We went upstairs, clumsily holding each other. We made love blindly at first, and then we grew very sure of each other, and with that confidence in each other’s flesh it was like seeing in the dark.
I came awake in the dark and the glowing clock showed that it was just after five. Eden lay asleep beside me, sleeping compactly, her body drawn up against mine, and her shoulders seeming to enclose her head. I slid out of bed and went downstairs in the woolly darkness and dialed London on the phone in the library.
“Jenny — is that you?”
“Darling,” she said — she was surprised and pleased. “I didn’t think I’d hear from you so soon. What time is it there? It must be the crack of dawn.”
“Five-fifteen. I couldn’t sleep.”
“Is anything the matter?”
“No. Just jet lag.”
“Your voice sounds so strange.”
“I’m tired, I guess.”
“You poor thing — get some rest. You’ll be all right in a few days. You must be very excited about India.”
“I don’t know,” I said. “I’ve got so many other things to think about.”
“Anything I can help you with?”
“Not really — no,” I said quickly and then, “I have the guidebook I used ten years ago. I’m taking the same route.”
“Wouldn’t it be amazing if it were just the same?”
“It won’t be,” I said. “It can’t be.”
“Jack misses you, too. He’s nagging me skinny about buying him a computer.”
“Buy him one,” I said.
It seemed so innocent to want something that could be bought with money. I was going to tell Jenny that when she spoke up.
“I wish I were going to India with you,” she said. “But I’d just get in your way. And I know you have your heart set on going alone.”
All this time the dawn was breaking, like a tide turning, and as it ebbed rinsing the darkness out of the sky. I put the phone down in the whitened room and heard Eden call my name.
* * *
Three weeks later I rolled up the carpets, disconnected the battery, put the statues away, shut off the water, took down the pictures, and all the rest of it. I locked the house, and we left.
Eden was tall and slender, with thick black hair that hung straight down, and pale skin that gave her a gaunt indoor look. And yet she was athletic. She had been a dancer — and she still practiced her steps for exercise and still stuck to her dancer’s diet. It was only late at night, when she was hungry or amorous that she pouted and became a little girl. The rest of the time she was an elegant and intimidating woman with jangling bracelets and gray-green eyes like a fox.
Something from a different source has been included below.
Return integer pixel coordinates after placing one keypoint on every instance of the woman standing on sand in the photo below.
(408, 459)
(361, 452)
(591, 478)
I told her she was perfect. I described her carefully, praising her hair and eyes, to show her I noticed everything.
“I dye my hair. It’s a color called ‘Night-shine.’ I use makeup, I use lip gloss. My contact lenses are tinted.” She smiled. Was she taunting me? “I saved the first money I made to have my teeth capped. I have huge feet — haven’t you noticed?”
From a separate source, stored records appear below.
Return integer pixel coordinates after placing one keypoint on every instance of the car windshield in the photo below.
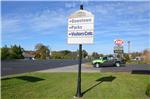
(104, 58)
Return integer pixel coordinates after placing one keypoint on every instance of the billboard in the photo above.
(80, 27)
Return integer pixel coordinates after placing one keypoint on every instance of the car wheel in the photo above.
(117, 64)
(97, 65)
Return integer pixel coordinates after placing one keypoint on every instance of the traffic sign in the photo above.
(81, 27)
(118, 42)
(118, 51)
This unexpected honesty only made her more appealing to me.
“I’m impossible,” she said. “I’d drive you crazy.”
Only women used those expressions, and I had always felt that when they did they must be believed — that they knew best.
But Eden made herself comic by exaggerating her faults, and she was happy to let me disprove her self-criticism. I loved her vitality, the way she always said yes, her willingness, her energy — she could spend a whole day swimming or hiking and the rest of the night making love. She took pleasure in cooking — clipped recipes out of gourmet magazines and we made the dishes. We shopped at the big supermarket in Hyannis and bought fresh fish and vegetables and went back to my house and prepared it. I associated her with fresh air and good food and rowdy sex, and I never felt healthier than when I was with her.